Dealing with image data on disk in EMAN2

EMAN2 supports a variety of mechanisms for dealing with your data on disk. Virtually all cryo-EM file formats are supported as well as some good generic formats. In addition, EMAN2 has a local embedded database storage scheme used heavily during processing. This mechanism is faster than typical direct file access, and permits easy logging of tasks and book-keeping. Finally, we support communications with the EMEN2 OODB, permitting things like directly reading image data from a centralized database for processing.

File Formats

EMAN2 supports the following file formats:

HDF5

R/W

MRC/CCP4

R/W

IMAGIC

R/W

SPIDER

R/W

PIF

R/W

ICOS

R/W

VTK

R/W

PGM

R/W

Amira

R/W

Xplor

W

Gatan DM2

R

Gatan DM3

R

TIFF

R/W

Scans-a-lot

R

LST

R/W

PNG

R/W

Video-4-Linux

R

JPEG

W

To convert from one format to another, the e2proc2d.py and e2proc3d.py programs can be used for 2-D and 3-D images respectively. The basic usage proc2d.py <infile> <outfile> will simply convert from one file format to another. By default, image type for the output file is recognized by file extension. Both programs also have options for specifying file type when it would otherwise be ambiguous.
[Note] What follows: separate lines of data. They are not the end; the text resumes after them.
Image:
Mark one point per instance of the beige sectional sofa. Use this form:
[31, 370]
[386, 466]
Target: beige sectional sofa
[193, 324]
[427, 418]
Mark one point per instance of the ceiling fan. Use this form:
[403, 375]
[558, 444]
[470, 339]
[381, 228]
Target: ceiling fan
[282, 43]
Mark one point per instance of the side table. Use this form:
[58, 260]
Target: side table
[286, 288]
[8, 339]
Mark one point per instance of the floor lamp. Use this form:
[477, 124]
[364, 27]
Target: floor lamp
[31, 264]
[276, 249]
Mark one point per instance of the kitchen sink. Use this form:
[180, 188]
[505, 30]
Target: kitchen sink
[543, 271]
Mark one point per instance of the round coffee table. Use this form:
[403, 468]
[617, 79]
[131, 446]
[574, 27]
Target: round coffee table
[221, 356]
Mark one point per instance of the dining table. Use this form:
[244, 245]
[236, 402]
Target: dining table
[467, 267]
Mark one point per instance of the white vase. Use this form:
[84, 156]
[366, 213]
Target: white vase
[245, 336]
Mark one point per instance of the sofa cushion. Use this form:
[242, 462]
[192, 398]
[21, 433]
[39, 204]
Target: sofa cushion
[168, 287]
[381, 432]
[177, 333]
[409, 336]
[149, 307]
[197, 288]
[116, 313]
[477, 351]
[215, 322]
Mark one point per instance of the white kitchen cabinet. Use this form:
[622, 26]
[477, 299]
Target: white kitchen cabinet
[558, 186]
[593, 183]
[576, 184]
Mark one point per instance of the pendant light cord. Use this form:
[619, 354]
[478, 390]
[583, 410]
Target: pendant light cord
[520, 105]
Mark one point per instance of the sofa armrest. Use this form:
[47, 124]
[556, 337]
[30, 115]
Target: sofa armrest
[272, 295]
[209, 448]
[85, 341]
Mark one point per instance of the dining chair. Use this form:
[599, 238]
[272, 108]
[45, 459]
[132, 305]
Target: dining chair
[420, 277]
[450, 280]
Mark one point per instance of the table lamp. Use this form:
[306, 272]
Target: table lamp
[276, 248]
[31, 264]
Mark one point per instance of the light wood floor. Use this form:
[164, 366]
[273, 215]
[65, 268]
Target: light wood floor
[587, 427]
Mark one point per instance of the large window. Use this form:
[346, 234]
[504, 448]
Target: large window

Any program in EMAN should be able to read/write any of the above file formats seamlessly, though each format may have its own limitations. We attempt to preserve as much metadata as possible, but some formats simply aren't very flexible in this regard. The only format supporting EMAN2's full model for associating attributes with individual images is HDF5, which is the format we encourage for general use and file interchange moving forward. This would be considered the default format for EMAN2. Unfortunately, while HDF5 is exceptionally flexible and portable, its performance on large image stacks is substantially worse than the simpler flat-file formats. For this reason, the primary storage mechanism in EMAN2 for internal processing is a BerkeleyDB-based embedded database system.

EMAN2 Embedded Database

You'll note that whenever you run and EMAN2 program in a new directory, a subdirectory called EMAN2DB is also created. In EMAN1, a hidden file '.emanlog' was created, and this simple file contained a history of all of the EMAN1 commands run in that directory. In EMAN2, we have converted to a model where most of the image data being processed is stored in and 'embedded database' in the local directory rather than in the traditional MRC/IMAGIC/SPIDER files. Files may still be copied into and out of this database into conventional files, but by storing data internally, we gain a (sometimes substantial) performance benefit, have much more flexibility in how metadata (known as 'header information') is stored, and permit much better tracking of what tasks have been completed on each data item. This idea might take some getting used to, and we hope you will appreciate its elegance once you do.